Des anciens rivaux, des frondeurs, des membres de la société civile, et… quelques vallsistes. Benoît Hamon a dévoilé dimanche la nouvelle gouvernance politique de sa campagne présidentielle. En tout, cet organigramme comporte une soixantaine de membres, selon un document transmis à la presse. Dévoilé quelques jours après l'accord avec l'écologiste Yannick Jadot, cette nouvelle équipe pourrait encore être amenée à changer, car elle n'intègre pas les proches du désormais ex-candidat. 

Montebourg et Peillon en bonne place. Le fait le plus marquant de ce nouvel organigramme, c’est donc l’entrée dans l’équipe de campagne de deux anciens rivaux de Benoît Hamon à la primaire socialiste. Aranud Montebourg est ainsi nommé "Haut représentant" auprès du candidat, "chargé des relations internationales", alors que Vincent Peillon est "conseiller politique". Autres nouveaux entrants : Mathias Fekl, secrétaire d'Etat au Commerce extérieur, chargé d'une "mission Agenda 2017", Philippe Martin, ancien ministre de l'Environnement, responsable d’une "mission Energies 2025" et Axelle Lemaire, secrétaire d'Etat au Numérique, chargée d'une "mission Innovation 2025".

Les frondeurs en force. Sans surprise, l’aile gauche du PS, celle des frondeurs, qui ont empoisonné une bonne partie du gouvernement de Manuel Valls à l’Assemblée, est très représentée. dont le "frondeur" Christian Paul (Défense), l'ancien syndicaliste Edouard Martin (emploi industriel, reconversion) ou encore la sénatrice Marie-Noëlle Lienemann (services publics) sont de la partie, comme Pouria Amirshahi (Coopération internationale), Yann Galut (Lutte contre l’évasion fiscale) ou Laurent Baumel (Politique industrielle)

Les vallsites plutôt discrets. A l’inverse, les soutiens de Manuel Valls ne sont pas très nombreux. Citons ainsi Elsa Di Méo, chargée des luttes contre les discriminations, ou encore Ericka Bareigts, ministre des Outre-mer, à la tête d’une coordination des élus des outremers. Quant à Luc Carvounas, chargé du Conseil des parlementaires, il se voit adjoindre une nouvelle co-animatrice, Laurence Dumont, soutien de Benoît Hamon pendant la campagne de la primaire.

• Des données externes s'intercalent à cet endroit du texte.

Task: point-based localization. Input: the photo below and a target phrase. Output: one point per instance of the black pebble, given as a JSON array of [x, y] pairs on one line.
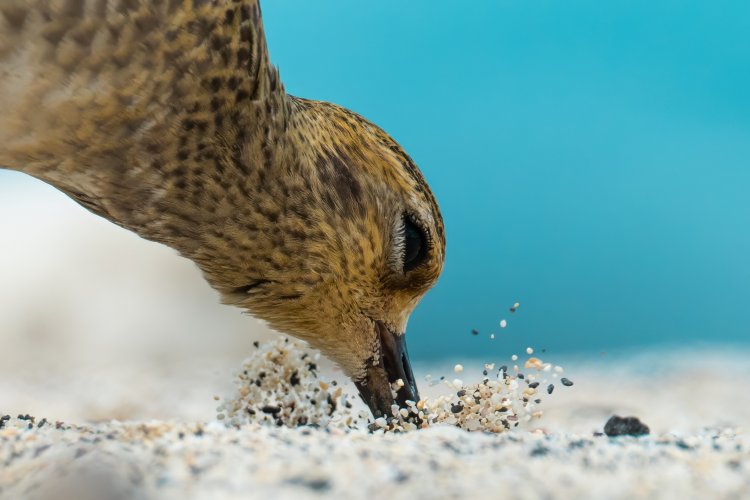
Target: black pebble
[[271, 409], [625, 426]]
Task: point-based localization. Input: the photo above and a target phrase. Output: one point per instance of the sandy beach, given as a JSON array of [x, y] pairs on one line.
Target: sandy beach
[[698, 448], [131, 379]]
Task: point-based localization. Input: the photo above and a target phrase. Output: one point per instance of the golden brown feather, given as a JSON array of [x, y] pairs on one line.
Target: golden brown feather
[[167, 118]]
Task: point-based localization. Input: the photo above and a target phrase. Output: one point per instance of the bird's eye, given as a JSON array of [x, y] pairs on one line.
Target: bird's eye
[[415, 244]]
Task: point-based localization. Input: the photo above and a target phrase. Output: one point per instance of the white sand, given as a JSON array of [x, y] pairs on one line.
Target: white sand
[[108, 326], [696, 408]]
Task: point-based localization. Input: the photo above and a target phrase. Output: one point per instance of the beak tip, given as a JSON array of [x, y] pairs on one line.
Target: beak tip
[[375, 388]]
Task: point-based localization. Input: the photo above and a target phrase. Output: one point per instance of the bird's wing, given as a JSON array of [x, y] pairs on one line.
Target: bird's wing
[[116, 100]]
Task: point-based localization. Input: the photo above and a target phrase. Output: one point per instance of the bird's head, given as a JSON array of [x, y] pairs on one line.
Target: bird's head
[[346, 239]]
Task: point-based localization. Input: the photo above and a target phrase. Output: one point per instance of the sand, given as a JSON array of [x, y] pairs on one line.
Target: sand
[[109, 326], [692, 402], [169, 460]]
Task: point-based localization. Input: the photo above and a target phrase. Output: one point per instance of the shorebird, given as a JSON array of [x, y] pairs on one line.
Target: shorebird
[[167, 118]]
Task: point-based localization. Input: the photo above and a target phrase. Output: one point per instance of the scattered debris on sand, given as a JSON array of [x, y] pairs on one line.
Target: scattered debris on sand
[[625, 426], [280, 386]]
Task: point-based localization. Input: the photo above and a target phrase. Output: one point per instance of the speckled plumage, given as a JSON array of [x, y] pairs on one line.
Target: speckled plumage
[[167, 118]]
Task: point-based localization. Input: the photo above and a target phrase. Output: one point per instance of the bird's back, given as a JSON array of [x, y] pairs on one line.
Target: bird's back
[[133, 95]]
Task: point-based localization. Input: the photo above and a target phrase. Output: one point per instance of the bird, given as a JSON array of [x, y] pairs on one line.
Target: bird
[[167, 118]]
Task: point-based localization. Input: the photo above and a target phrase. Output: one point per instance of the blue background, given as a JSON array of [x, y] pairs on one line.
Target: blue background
[[591, 159]]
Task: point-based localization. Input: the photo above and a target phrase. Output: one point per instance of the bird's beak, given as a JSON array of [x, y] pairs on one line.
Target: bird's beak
[[375, 387]]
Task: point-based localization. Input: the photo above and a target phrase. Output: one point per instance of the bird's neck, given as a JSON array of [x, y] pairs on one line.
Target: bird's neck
[[143, 113]]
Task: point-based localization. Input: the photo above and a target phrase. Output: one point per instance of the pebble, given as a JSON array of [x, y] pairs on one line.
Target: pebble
[[625, 426]]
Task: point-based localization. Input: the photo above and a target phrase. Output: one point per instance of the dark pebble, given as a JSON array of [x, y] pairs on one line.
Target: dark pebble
[[625, 426], [273, 410]]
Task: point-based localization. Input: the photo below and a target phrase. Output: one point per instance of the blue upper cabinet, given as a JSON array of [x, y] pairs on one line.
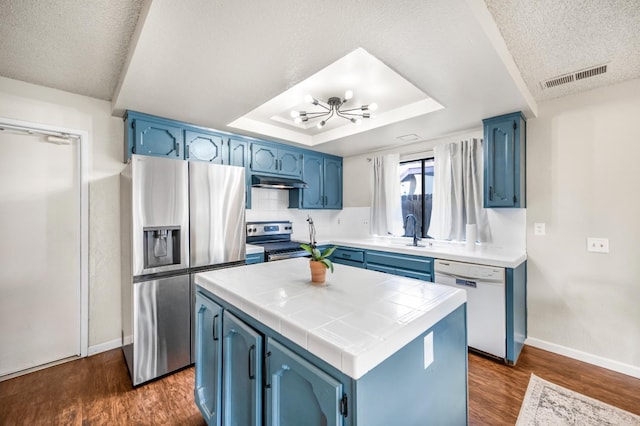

Place à la société civile. A côté de ces politiques professionnels, plusieurs personnalités de la société civile composent une gouvernance citoyenne. Sont ainsi nommés conseillers auprès du candidat l'économiste Thomas Piketty (traité budgétaire européen), la sociologue Dominique Méda (travail) ou l'ancien magistrat Eric de Montgolfier (justice). Citons aussi Salah Amokrane, membre des Motivé.e.s et frère des chanteurs de Zebda, Mustapha et Hakim Amokrane.